Bardzo mi przykro. Nie było mnie tu chwilę, bo byłam na urlopie i chciałam trochę odpocząć od „tego tematu”, wiadomo o co chodzi. Odpowiadając na Twoje wcześniejsze pytanie - testy wychodziły mi negatywnie ale zrobiłam je późno, bo spóźniała mi się sporo miesiączka. Mogły być pozytywne wcześniej, a później hormon zaczął spadać z powodu braku zagnieżdżenia, ale ciężko stwierdzić.
Obecnie biorę progesteron i mam 24 dc, ale też raczej u mnie nic z tego w tym miesiącu nie wyjdzie. Owulacja o ile była, bo wzrosła temp. i uniosła się szyjka macicy oraz był charakterystyczny śluz, to współżycie było dwa dni wcześniej. W samą owulację też, ale bez kończenia w środku. Później to już za późno na zapłodnienie. Nie sądzę żeby cokolwiek zaskoczyło.

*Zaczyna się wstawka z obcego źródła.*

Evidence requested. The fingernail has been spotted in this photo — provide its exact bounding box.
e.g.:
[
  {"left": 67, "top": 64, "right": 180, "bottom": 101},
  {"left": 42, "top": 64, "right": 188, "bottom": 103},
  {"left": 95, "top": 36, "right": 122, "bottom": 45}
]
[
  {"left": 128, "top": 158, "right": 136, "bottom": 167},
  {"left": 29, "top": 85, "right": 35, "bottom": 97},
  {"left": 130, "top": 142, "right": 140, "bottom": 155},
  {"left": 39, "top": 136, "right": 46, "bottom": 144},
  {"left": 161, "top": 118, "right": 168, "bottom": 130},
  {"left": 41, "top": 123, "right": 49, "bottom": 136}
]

Staramy się probować co 2-3 dni w okresie owulacyjnym, nigdy codziennie. Jak owu tak się waha, to wytrąca to z rytmu
Co do zwątpienia, to nigdy nie można wątpić, chociaż znam Twoje uczucia po części. Ze względu na PCOS sama się zastanawiam czy w ogóle kiedyś mi się uda. Ale chyba lepiej jest w ogóle o tym nie myśleć, bo stres też negatywnie na to wszystko wpływa.
Ja po urlopie na razie o tym nie myślę + jestem tak poparzona słońcem, że myślę tylko o tym, że nie boli Ostatni raz tak miałam w dzieciństwie. A byłam na plaży tylko 2 godziny!